Wheeler was the dominant force in Thursday’s finale, striking out six of the first 13 batters he faced and holding the White Sox hitless into the fourth. One of the game’s most obvious trade candidates heading into Wednesday’s Deadline, Wheeler stuck with the Mets in part because of Van Wagenen’s curiosity to see how far this hot streak can go.
Manager Mickey Callaway also stood firm with Cano, who woke up Thursday in a 2-for-30 slump, batting cleanup. The second baseman vindicated that decision with a solo homer in the second inning and an RBI double in the sixth, the latter hit keying a three-run rally.
When the Mets walked off the field, they stood four games out of a Wild Card spot and just two games under .500, their best mark since June 15.
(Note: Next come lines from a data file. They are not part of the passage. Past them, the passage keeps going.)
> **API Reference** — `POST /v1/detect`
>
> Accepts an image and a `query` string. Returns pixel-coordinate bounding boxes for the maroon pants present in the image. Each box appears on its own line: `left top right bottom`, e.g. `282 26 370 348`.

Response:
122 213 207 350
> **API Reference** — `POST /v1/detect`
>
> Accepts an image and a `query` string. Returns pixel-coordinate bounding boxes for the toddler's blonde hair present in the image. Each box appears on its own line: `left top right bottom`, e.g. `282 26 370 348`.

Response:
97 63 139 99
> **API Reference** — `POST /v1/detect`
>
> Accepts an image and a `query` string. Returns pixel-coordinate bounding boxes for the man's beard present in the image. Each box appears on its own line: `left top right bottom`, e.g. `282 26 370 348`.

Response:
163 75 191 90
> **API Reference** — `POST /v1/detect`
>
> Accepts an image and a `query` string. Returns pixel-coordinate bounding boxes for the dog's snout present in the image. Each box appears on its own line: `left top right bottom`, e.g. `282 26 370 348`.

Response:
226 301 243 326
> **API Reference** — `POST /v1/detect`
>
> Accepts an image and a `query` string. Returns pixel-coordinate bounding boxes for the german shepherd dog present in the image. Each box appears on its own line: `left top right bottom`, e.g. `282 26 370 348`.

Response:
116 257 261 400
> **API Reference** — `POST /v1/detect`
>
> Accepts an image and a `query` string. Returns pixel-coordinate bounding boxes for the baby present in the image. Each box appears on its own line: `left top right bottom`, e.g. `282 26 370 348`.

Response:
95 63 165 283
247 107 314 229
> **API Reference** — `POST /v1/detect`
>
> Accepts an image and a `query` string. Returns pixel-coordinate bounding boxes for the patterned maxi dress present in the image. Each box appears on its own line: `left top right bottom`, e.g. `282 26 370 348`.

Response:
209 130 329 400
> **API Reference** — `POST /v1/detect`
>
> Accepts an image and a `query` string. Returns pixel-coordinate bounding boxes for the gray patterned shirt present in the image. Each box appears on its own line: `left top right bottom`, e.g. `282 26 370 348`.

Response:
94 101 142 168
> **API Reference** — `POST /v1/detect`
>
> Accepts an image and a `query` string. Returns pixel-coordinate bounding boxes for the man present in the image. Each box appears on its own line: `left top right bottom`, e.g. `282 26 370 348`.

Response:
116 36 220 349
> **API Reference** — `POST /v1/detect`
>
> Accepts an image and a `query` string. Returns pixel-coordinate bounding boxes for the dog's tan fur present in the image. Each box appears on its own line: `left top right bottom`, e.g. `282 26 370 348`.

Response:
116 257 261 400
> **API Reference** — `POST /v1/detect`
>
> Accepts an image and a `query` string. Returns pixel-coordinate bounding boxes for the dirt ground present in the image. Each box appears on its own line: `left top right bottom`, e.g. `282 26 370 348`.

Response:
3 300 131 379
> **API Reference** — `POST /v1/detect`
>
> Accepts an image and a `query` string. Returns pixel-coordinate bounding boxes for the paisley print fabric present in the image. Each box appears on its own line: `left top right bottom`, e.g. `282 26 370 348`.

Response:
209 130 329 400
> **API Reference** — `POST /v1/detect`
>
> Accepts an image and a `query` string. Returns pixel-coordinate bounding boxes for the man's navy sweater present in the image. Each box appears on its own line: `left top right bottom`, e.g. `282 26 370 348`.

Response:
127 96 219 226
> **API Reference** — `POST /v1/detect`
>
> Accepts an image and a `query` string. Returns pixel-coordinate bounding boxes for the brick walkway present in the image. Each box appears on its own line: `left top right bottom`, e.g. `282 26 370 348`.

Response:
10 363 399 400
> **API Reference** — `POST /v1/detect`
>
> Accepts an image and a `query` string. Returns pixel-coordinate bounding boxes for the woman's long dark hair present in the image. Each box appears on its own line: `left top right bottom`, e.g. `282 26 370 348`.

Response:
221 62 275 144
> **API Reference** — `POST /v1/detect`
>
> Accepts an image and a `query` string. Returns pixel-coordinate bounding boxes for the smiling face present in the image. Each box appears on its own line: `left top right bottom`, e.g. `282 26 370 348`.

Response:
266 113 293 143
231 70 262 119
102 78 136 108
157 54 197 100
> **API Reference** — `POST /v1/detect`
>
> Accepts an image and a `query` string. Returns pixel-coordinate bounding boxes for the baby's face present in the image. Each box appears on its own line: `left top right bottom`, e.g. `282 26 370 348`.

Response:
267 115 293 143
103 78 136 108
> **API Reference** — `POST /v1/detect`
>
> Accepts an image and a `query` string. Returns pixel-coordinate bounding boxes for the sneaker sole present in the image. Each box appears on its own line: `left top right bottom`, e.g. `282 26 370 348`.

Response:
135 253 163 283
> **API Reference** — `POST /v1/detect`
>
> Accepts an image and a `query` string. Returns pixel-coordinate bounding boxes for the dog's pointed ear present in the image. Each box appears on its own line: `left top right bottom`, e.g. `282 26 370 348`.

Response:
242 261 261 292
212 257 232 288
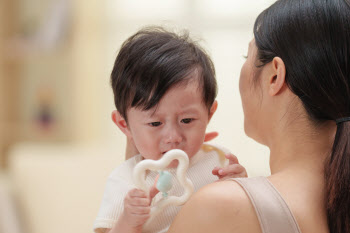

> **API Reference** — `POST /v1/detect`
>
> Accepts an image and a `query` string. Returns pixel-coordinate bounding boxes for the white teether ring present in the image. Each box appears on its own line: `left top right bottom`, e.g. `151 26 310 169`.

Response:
133 149 194 228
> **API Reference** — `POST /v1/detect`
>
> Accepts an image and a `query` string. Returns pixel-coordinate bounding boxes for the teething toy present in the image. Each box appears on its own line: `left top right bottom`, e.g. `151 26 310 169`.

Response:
156 171 173 197
133 149 194 228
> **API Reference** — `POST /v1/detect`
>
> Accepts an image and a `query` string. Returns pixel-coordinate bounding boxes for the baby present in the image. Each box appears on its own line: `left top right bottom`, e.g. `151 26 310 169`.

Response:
94 28 246 233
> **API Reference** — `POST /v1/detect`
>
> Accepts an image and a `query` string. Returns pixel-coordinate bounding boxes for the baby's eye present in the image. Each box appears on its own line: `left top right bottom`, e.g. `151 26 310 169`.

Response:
148 121 162 127
181 118 194 124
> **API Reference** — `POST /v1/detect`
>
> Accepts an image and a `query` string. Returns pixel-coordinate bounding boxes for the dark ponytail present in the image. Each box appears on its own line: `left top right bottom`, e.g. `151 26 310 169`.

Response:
254 0 350 233
325 121 350 233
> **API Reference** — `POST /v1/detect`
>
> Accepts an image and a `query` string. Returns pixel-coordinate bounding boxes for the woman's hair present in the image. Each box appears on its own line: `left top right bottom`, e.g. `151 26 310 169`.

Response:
111 27 217 120
254 0 350 233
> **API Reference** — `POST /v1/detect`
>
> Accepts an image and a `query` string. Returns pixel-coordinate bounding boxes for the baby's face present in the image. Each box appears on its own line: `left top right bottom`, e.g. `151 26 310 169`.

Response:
127 81 215 167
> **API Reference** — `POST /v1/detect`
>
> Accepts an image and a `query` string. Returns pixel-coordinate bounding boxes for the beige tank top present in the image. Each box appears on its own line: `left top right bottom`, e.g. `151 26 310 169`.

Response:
232 177 301 233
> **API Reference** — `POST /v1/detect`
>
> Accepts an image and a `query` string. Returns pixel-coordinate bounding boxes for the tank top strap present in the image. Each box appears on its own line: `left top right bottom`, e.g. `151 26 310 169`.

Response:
232 177 301 233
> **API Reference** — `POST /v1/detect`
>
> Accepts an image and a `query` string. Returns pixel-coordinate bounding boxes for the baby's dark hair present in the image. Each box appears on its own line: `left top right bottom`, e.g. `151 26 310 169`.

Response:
111 27 217 121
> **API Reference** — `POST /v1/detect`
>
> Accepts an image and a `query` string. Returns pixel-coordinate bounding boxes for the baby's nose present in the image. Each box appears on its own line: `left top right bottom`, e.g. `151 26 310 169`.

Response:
164 128 182 144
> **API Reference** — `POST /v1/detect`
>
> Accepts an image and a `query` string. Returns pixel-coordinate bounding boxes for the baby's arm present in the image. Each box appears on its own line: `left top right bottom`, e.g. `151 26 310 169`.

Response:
212 154 248 180
109 189 151 233
106 177 159 233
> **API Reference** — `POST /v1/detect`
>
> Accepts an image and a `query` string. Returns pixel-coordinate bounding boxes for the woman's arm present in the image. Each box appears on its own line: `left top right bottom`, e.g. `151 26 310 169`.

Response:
168 181 261 233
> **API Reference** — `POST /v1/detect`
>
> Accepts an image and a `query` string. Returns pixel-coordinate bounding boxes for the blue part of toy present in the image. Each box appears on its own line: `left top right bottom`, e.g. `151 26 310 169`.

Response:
156 171 173 197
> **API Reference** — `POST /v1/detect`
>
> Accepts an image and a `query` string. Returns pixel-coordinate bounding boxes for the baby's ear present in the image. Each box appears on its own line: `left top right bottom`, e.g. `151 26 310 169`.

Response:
209 100 218 121
112 110 131 137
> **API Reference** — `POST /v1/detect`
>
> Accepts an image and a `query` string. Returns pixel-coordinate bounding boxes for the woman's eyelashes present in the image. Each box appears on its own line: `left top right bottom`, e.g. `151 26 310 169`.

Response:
148 121 162 127
181 118 194 124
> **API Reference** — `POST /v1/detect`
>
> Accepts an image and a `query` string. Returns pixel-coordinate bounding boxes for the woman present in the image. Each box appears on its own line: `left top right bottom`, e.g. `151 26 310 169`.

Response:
169 0 350 233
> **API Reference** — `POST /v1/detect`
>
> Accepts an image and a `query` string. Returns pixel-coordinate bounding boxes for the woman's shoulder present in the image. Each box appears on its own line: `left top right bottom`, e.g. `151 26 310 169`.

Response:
169 180 261 233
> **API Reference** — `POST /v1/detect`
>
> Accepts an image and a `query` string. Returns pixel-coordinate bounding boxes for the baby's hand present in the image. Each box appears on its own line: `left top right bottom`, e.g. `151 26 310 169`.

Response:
121 175 159 232
212 154 248 180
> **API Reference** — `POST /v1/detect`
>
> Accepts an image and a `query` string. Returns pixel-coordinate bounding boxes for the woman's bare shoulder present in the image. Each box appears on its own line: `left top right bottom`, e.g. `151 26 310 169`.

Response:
168 181 261 233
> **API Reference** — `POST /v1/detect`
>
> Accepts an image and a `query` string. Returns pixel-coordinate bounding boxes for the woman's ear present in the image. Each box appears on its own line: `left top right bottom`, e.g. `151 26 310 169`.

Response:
209 100 218 121
269 57 286 96
112 110 131 138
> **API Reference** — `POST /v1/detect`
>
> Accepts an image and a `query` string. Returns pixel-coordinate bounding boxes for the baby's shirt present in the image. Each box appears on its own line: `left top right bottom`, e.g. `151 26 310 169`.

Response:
93 144 229 233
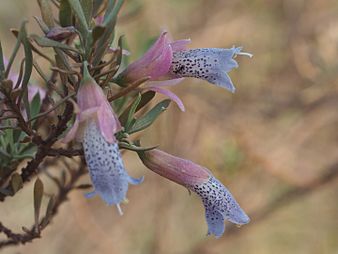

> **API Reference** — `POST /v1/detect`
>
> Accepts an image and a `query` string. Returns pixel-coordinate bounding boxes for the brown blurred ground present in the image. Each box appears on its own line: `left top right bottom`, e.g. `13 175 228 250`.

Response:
0 0 338 254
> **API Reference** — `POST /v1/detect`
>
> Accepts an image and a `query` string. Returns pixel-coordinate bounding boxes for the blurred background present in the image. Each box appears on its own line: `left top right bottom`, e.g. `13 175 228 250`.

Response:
0 0 338 254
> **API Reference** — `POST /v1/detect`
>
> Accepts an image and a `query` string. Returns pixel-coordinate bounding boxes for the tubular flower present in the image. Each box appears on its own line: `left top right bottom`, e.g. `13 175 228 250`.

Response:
168 47 252 92
139 149 250 238
63 66 142 214
117 32 190 83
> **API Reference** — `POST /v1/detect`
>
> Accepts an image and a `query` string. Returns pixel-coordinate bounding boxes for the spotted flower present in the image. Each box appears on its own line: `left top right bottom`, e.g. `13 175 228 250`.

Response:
139 149 250 238
168 47 252 92
117 32 190 83
63 66 142 214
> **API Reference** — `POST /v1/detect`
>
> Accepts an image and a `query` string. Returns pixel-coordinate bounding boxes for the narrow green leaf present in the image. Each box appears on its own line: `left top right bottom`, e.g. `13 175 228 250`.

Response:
93 0 103 17
119 142 158 152
125 93 142 132
34 178 43 231
128 99 170 134
119 91 156 125
41 196 55 228
11 173 23 194
0 41 5 81
34 16 49 34
68 0 89 30
80 0 93 25
92 26 106 44
59 0 73 27
93 0 123 65
103 0 124 26
5 21 27 78
31 34 80 53
30 93 41 118
19 22 33 118
38 0 55 28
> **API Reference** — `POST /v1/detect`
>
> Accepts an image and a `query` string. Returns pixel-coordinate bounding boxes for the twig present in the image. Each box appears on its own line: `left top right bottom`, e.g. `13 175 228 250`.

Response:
108 77 150 102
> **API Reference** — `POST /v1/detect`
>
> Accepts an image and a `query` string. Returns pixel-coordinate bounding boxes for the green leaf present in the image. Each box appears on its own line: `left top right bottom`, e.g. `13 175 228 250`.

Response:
103 0 124 26
38 0 55 28
19 22 33 118
92 26 106 44
0 41 5 81
128 99 170 134
93 0 103 17
34 178 43 231
59 0 73 27
119 142 158 152
34 16 49 34
68 0 89 30
125 93 142 132
11 173 23 194
5 21 27 78
41 196 55 228
93 0 124 65
31 34 80 53
119 91 156 125
30 93 41 120
80 0 93 25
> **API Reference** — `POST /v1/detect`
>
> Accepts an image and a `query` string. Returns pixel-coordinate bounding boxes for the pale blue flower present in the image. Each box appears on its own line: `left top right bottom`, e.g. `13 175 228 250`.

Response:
168 47 252 92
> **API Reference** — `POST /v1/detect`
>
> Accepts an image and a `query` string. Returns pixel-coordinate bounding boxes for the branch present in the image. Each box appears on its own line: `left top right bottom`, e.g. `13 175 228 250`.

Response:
0 160 86 249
“I feel like we’re kind of flowing,” Callaway said. “We’re obviously still not where we wanted to be at this point, but you can’t worry about what’s happened. All you can do is keep on pushing forward. … If we continue to do that, we do have the personnel that can get to where we ultimately want to go, and that’s get into the playoffs and make a deep run."
Added outfielder Jeff McNeil: “We’re right back in this thing.”
The key has been a turnaround of nearly everything that went wrong for the Mets in the first half. Their rotation, which ranked 15th in the Majors prior to the All-Star break, owns the best mark in MLB since that time. Their bullpen, which was 28th in baseball, is third since midseason. Their offense has been steady, with players such as Cano and J.D. Davis picking up the slack for Pete Alonso, McNeil and other slumping Mets. And their glove work, which created all sorts of issues early in the year, appears much-improved.
Among the defensive contributions Thursday were a difficult catch by McNeil, who leaped into the netting in foul territory down the right-field line, and two strong plays by shortstop Amed Rosario.
“We’re rolling off some games, winning some ballgames,” Wheeler said. “The hitting’s clicking, pitching’s clicking. Guys out on the field today made some amazing plays. Everything’s clicking right now, and we’re just rolling.”
Ask the Mets, and they’ll admit that a playoff run remains relatively unlikely -- they are, as Van Wagenen said this week, still “underdogs.” But that’s starting to change, if only a bit. According to FanGraphs projections, the Mets have more than quintupled their playoff odds since July 21, turning a long shot into a moderate one. And with a soft upcoming schedule, including three this weekend in Pittsburgh and four at home against the last-place Marlins, they insist they’re not done yet.
“Everything’s clicking together -- defense, offense and pitching,” Cano said. “But the great thing about this team is we’ve always been positive. We’ve got a good chemistry here. I would say the difference is when you win, you get to celebrate.”